Ten years after purchasing the former tailor shop, Mayor Robert Forbes and his wife Debbie opened the doors on their coffee house.
By Matt Skoufalos
It was just supposed to be a soft opening, said Robert Forbes, but once the word got out, it felt like the entire borough came calling all at once.
Whether to gawk, lounge, or wish the Oaklyn mayor and his wife luck on their new venture—a coffee shop called Common Grounds—the storefront was slammed from 6 a.m. to 6 p.m. Wednesday.
“We’re really excited,” said Debbie Forbes.
“We did not expect the attendance that we’ve had today, but we’re very pleased.”

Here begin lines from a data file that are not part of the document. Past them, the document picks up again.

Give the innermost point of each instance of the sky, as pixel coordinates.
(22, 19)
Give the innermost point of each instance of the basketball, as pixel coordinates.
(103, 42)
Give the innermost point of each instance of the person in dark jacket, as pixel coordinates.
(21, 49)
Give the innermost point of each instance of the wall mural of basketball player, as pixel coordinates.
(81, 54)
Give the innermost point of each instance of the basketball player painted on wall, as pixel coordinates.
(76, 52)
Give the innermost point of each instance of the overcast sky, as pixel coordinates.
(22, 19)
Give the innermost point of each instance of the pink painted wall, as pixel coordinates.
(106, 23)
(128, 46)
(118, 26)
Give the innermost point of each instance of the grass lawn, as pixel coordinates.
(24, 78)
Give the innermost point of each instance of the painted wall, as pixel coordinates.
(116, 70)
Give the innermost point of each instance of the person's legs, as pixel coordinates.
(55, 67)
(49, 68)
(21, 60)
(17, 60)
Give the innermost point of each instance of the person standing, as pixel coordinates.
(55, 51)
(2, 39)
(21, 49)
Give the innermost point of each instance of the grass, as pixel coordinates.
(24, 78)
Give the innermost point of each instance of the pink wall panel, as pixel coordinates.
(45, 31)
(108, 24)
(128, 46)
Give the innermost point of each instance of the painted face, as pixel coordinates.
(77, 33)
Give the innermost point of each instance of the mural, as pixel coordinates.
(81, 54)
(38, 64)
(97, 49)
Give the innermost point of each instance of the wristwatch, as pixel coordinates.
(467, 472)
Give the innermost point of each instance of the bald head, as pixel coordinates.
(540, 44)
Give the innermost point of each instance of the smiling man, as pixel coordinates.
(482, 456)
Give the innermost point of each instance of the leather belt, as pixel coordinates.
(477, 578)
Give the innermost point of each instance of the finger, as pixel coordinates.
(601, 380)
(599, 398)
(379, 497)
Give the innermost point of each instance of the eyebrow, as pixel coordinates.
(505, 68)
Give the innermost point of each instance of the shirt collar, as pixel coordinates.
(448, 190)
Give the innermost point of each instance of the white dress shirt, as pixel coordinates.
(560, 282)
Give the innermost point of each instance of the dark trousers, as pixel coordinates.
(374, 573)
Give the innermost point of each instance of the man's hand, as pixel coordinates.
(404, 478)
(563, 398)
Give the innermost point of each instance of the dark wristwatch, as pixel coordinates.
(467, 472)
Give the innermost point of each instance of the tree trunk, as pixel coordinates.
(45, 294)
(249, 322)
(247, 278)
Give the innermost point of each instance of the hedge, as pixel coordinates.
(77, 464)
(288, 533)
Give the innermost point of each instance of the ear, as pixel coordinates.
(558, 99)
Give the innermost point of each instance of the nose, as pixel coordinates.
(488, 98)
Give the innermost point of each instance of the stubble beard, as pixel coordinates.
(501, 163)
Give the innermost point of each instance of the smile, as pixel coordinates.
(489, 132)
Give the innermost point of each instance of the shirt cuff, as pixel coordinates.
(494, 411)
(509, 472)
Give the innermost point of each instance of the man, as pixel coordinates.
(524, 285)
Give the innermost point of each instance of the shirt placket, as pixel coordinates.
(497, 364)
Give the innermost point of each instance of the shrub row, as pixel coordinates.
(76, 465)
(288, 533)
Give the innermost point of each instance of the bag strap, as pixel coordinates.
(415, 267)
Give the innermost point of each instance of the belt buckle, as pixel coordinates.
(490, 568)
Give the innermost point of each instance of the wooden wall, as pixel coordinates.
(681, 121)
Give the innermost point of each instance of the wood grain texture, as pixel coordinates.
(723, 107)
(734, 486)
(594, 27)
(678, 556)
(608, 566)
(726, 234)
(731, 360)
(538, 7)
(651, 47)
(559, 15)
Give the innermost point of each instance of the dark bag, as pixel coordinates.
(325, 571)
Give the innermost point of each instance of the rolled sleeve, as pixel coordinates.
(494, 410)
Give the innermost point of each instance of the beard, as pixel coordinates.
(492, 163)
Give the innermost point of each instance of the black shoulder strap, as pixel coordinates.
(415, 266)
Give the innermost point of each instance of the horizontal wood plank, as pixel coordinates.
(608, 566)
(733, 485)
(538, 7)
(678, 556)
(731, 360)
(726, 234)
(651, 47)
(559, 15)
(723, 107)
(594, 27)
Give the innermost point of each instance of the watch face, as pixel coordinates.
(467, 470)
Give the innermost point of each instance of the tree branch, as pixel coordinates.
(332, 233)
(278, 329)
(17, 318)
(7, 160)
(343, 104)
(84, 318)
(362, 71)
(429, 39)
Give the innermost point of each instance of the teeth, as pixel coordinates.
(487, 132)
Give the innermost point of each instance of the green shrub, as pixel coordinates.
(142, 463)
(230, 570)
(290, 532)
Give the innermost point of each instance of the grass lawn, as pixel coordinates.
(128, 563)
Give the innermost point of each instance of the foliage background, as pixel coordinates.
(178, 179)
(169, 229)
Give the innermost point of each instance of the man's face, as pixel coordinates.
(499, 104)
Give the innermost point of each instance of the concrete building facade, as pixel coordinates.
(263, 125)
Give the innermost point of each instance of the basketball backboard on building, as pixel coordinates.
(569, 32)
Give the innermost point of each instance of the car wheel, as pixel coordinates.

Of course, considering that the project had been nearly a decade in the making, the fuss is somewhat understandable.
In converting the commercial-residential property from its prior use as a tailoring business, the couple had to completely gut the interior over the course of several years.
Robert Forbes said that the effort, which began as a fun change of pace from his work in biotech architecture, became labor- and investment-intensive in a hurry, requiring new flooring, steel beams, columns, lighting, and more. He credited local contractors at Wittmaier Plumbing and Advanced Electrical, Inc. with helping speed the process.
A fall 2014 opening was postponed by family demands and the closure of the Oaklyn public pool, “and then we got the first bill from Drexel University for my son, and we said, ‘We’ve got to get this done!’” he joked.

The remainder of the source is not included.